Certo, il problema dimensionale dell’impresa media italiana pesa, ma le potenzialità di crescita che essa rivela è forte. Ed è da questo preciso dato che occorre partire per superare l’elemento ostativo all’espansione. Il freno a mano tirato, infatti, è costituito non tanto (o non solo) da una congiuntura non brillante, ma da un sistema di regole burocratiche e fiscali formattate su un unico modello di impresa, senza tener conto di differenze apprezzabili che invece pesano: oggi, una piccola industria si vede applicati, sotto molteplici aspetti legislativi e fiscali, in maniera anelastica gli stessi parametri previsti per la grande industria. Per questo, il presidente di Confindustria, Giorgio Squinzi, è stato chiarissimo: almeno per una certa categoria di Pmi occorre un “abito su misura” che le renda più competitive nella gara che esse devono correre.

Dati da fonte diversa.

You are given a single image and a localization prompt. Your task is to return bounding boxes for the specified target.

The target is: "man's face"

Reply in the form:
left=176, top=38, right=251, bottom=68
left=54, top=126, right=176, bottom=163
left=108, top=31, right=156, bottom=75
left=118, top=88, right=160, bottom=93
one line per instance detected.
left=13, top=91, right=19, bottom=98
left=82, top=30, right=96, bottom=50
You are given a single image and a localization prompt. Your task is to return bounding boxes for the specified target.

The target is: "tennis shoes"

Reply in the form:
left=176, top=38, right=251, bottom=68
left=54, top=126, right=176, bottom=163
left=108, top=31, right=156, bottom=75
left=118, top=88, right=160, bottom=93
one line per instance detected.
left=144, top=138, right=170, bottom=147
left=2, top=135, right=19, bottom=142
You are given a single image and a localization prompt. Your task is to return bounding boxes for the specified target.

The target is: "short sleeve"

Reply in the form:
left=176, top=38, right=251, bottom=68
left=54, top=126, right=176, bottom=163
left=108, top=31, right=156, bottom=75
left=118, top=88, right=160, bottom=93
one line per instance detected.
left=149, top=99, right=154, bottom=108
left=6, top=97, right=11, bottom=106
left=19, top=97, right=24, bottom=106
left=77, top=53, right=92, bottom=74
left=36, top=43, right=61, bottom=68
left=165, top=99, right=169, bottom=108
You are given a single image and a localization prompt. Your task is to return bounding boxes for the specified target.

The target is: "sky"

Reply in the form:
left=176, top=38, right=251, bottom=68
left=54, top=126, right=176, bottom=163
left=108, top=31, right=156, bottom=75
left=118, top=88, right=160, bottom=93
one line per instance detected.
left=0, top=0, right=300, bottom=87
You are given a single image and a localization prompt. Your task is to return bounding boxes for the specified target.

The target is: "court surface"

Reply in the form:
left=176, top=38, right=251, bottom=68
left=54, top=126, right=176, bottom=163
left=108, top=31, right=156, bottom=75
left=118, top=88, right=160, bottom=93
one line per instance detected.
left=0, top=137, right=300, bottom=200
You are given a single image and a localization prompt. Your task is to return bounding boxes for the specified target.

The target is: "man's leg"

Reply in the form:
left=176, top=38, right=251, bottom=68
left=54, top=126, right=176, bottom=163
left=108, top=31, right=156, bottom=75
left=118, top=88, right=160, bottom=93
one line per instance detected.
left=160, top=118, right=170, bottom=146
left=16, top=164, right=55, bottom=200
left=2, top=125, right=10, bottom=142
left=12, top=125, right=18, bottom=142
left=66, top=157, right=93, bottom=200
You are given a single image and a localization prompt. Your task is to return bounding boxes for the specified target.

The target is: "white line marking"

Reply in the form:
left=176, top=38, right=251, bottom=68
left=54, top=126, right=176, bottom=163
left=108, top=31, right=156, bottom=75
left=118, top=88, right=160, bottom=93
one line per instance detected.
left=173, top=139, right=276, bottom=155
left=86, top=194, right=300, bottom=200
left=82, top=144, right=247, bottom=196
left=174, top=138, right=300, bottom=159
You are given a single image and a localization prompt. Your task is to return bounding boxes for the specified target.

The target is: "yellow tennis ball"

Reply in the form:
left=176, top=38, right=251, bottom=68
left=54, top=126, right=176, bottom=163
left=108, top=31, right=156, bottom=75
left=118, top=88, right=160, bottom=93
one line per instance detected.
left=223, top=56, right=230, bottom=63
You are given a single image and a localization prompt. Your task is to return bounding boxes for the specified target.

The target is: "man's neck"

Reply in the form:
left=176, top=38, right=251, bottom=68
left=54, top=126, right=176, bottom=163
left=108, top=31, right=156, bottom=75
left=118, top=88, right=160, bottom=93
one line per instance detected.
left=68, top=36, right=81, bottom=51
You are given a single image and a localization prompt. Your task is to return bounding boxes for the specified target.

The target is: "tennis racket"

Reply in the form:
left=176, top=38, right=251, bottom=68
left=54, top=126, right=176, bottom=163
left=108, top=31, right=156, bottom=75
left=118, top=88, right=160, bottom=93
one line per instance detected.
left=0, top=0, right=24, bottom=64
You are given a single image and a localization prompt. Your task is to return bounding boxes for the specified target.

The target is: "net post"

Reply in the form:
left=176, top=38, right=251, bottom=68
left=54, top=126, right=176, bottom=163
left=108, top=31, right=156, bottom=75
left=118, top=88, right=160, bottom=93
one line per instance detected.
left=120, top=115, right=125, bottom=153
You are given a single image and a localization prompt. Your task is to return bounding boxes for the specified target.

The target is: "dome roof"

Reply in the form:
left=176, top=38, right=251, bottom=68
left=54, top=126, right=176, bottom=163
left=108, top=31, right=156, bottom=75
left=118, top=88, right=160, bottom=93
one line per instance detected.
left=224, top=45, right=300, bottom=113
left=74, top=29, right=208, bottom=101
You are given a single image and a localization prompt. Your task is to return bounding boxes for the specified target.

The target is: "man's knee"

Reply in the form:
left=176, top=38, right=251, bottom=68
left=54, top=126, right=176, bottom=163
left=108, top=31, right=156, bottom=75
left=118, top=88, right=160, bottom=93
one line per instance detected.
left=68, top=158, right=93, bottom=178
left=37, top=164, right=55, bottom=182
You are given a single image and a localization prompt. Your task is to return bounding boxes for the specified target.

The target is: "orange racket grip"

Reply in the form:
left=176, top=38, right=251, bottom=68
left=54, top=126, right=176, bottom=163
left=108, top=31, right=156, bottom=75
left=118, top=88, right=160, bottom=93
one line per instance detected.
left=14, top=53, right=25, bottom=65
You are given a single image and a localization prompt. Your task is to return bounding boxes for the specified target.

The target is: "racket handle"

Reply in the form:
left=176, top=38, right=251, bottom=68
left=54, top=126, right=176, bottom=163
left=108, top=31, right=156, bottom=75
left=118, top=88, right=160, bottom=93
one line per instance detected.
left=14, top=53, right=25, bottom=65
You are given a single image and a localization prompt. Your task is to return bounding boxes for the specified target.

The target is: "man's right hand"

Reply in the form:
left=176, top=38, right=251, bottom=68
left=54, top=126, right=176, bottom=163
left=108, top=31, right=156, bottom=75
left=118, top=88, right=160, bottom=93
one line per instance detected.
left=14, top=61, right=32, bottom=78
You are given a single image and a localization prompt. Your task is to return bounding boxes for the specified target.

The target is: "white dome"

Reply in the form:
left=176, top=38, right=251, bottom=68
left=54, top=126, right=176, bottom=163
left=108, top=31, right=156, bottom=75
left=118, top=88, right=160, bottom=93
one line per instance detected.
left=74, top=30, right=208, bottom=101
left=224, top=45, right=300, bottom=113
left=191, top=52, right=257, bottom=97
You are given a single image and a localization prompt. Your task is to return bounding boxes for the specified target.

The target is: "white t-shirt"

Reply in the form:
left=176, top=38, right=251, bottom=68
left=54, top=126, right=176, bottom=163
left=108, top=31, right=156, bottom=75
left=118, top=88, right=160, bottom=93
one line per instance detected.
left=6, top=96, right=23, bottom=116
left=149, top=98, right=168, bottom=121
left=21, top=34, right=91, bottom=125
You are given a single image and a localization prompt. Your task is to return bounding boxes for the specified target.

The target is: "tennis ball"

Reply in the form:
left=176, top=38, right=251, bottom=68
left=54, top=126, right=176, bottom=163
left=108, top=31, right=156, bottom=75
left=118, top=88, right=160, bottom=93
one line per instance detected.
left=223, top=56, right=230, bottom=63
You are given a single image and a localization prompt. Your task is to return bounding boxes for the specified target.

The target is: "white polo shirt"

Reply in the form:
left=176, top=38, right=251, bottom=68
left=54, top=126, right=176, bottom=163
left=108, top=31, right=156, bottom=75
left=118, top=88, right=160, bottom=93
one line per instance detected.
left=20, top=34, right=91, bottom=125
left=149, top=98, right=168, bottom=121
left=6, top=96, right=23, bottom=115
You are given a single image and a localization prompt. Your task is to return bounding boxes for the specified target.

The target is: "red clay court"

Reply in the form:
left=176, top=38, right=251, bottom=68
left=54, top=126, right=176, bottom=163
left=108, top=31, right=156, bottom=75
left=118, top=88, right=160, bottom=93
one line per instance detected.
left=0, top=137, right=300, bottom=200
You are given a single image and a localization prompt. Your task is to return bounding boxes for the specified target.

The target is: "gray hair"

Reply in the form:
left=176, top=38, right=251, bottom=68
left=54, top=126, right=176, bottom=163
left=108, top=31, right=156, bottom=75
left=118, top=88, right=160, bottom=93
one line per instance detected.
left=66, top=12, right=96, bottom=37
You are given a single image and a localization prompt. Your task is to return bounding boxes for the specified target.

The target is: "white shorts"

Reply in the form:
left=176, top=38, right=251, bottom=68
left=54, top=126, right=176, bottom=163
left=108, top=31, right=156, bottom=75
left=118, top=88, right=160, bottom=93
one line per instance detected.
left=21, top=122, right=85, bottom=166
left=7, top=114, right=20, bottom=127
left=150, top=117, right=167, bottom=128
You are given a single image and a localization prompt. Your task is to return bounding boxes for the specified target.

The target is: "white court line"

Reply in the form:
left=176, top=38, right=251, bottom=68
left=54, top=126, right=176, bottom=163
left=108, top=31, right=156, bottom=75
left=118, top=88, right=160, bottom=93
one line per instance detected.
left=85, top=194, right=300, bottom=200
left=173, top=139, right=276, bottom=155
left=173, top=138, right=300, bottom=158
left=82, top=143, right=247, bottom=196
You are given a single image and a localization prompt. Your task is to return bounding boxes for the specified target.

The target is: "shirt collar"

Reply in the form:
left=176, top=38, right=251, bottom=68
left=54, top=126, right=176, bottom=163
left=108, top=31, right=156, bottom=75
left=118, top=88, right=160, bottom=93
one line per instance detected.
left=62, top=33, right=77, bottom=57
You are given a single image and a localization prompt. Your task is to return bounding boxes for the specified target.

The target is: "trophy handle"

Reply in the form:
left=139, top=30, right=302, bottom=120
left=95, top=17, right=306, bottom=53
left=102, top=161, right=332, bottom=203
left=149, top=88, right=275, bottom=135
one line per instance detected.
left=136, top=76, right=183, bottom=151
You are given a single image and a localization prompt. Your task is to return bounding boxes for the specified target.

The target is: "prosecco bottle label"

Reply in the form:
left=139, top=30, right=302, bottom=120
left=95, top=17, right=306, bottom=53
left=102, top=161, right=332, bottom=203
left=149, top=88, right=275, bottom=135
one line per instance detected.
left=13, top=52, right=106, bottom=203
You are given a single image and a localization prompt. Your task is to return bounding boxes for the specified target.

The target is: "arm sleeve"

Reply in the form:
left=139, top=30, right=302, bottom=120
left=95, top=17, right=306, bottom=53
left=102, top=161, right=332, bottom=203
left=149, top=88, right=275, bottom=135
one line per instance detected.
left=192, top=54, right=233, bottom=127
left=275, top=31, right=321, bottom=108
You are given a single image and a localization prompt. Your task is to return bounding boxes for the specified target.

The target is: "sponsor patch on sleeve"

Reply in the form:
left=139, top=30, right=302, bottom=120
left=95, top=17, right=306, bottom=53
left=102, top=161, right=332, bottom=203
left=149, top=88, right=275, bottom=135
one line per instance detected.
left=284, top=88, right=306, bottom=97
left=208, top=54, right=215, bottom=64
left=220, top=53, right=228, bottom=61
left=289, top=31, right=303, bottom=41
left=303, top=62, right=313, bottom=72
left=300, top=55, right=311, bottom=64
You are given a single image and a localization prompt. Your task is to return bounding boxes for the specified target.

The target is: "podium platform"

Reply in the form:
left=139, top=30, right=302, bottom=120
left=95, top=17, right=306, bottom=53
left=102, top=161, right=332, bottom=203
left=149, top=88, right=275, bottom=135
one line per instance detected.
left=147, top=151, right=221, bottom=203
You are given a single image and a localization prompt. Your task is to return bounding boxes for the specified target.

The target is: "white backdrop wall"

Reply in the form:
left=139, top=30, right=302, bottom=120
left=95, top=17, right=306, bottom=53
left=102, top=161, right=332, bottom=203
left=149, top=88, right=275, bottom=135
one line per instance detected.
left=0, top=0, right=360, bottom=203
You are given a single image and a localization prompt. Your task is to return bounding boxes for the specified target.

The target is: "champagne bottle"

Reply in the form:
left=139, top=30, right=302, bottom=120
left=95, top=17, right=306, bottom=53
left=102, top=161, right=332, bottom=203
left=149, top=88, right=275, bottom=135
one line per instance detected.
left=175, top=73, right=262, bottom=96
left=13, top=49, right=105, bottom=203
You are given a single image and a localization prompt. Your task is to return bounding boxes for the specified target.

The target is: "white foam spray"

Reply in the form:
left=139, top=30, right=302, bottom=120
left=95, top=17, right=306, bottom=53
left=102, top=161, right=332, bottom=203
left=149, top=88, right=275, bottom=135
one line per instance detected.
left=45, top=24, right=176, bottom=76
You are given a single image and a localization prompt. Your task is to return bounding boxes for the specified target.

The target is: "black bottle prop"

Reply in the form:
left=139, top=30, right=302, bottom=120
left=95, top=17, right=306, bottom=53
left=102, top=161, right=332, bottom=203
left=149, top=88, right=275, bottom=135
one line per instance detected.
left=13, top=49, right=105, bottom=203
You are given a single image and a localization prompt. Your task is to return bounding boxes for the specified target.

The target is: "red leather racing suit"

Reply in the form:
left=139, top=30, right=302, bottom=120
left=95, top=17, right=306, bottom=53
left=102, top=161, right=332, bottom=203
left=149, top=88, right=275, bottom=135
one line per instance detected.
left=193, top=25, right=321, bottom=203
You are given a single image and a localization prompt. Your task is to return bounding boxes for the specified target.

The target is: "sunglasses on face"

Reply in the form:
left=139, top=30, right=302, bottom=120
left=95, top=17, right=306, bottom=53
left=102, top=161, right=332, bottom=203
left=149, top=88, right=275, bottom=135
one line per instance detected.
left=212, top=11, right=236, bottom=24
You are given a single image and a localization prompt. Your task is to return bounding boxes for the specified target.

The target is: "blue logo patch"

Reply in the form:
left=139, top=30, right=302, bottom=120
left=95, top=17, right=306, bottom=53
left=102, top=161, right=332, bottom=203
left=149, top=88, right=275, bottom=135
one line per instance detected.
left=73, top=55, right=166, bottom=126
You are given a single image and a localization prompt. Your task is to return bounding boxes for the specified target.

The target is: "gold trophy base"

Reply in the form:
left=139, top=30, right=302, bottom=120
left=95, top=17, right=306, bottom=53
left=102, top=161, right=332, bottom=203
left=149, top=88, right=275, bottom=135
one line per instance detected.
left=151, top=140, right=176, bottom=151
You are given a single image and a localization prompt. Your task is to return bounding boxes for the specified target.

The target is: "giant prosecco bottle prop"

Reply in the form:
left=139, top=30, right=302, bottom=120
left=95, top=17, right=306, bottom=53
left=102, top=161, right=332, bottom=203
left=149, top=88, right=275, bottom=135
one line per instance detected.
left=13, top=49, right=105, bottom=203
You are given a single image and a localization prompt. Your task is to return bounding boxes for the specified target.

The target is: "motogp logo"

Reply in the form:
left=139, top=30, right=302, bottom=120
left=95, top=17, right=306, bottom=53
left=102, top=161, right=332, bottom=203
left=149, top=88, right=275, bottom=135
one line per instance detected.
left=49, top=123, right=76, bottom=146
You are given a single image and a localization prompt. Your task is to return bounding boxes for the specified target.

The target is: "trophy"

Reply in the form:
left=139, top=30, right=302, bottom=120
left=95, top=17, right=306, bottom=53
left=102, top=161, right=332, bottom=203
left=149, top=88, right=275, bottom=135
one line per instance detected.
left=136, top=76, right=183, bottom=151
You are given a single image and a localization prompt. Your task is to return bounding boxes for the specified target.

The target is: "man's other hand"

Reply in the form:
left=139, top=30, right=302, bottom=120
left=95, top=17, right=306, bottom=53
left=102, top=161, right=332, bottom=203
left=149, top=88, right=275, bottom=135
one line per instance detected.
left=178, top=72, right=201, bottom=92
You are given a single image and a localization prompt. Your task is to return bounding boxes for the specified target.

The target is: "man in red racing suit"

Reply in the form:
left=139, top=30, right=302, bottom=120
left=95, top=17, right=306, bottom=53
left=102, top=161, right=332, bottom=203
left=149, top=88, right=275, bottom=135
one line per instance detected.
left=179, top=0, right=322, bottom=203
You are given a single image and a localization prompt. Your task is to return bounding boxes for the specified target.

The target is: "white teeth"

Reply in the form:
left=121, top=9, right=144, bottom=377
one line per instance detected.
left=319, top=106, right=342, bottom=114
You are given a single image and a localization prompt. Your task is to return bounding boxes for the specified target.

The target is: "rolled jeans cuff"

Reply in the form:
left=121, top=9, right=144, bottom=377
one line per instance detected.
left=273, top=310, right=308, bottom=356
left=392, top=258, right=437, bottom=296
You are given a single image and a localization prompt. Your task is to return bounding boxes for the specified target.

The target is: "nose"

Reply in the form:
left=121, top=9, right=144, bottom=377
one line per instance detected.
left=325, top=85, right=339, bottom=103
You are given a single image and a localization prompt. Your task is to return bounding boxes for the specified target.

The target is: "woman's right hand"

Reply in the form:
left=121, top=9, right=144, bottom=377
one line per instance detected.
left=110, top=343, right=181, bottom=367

Con le sue 18.857 imprese registrare a fine 2014, il territorio biellese rappresenta bene una realtà come quella richiamata da Squinzi. Non diversamente dal vicino territorio novarese, con il suo sistema produttivo di 31.384 imprese (sempre a fine 2014). Non solo, ma lo stesso Piemonte, con i suoi 11 Poli di Innovazione che raccolgono molte Pmi settoriali, è la dimostrazione di una peculiarità richiamata da Squinzi nel suo discorso: una parte importante di queste di piccole-medie imprese fanno innovazione, esportano, integrano l’information technology nei prodotti, parlano le lingue del business globale ed è per queste che occorre l’abito on measure. Confindustria, per Squinzi, può fare la propria parte con un fondo speciale a loro dedicato. Ma a pesare resta certamente la sperequazione di norme e leggi nelle cui pieghe pare annidarsi una cultura anti-impresa, «una mentalità - ha detto Squinzi - che considera ancora l’imprenditore come nemico».